Alternative optimal solutions mainly occur due to the fact that part of the polyhedron is parallel to the objective function. In such cases, all points along the segment of the part parallel to the function obj will be affine transforms and will give the same value of the function obj.
In a practical situation the implications of this would be that when trying to solve a problem, say trying to calculate the maximum profit given the effort of making 10 different products and the total stress on labor work available in the factory. Suppose the problem has 10 decision variables and two constraints. Due to the degeneracy explained above, this can give an optimal solution of maximum profit of $10,000 for several combinations of the product line to be produced in the factory.
In such cases, it is very difficult to determine which production mix to choose as the optimal criterion because there are actually several values. The parallel part of the polyhedron or hyperplane edge that connects two planes of an n-dimensional polyhedron can be slightly disturbed by adjusting the constraints a bit.
The constraints of the linear programming model form the boundaries of the polyhedron or the polyhedron’s hyperplane. But simply changing the constraint, say, from 4*X + 5 * Y < 5 to 4*X + 5 * Y < 5.1, would cause the feasible region to change minimally, but would cease to produce alternative optimal solutions.

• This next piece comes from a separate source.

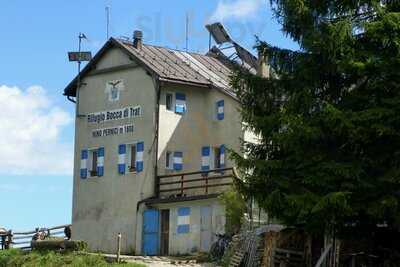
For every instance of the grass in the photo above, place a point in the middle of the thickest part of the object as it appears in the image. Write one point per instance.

In the same context, we can also discuss what forms a feasible convex set and why linear programming problems require the constraint set to be a convex one. The optimal solution of a linear programming formulation is found by traversing the set of constraints from vertex to vertex. So why doesn’t an optimal solution fall somewhere on an edge that connects two vertices, but only on the vertex?. Indeed, the feasible set can be visualized as the boundary imposed by constraints. Constraints in a linear programming model would result in a polyhedron/polytope. When the latter is convex, this means that any point connecting the two vertices is not inside and that the extreme solution of the objective function will therefore necessarily be on the vertex.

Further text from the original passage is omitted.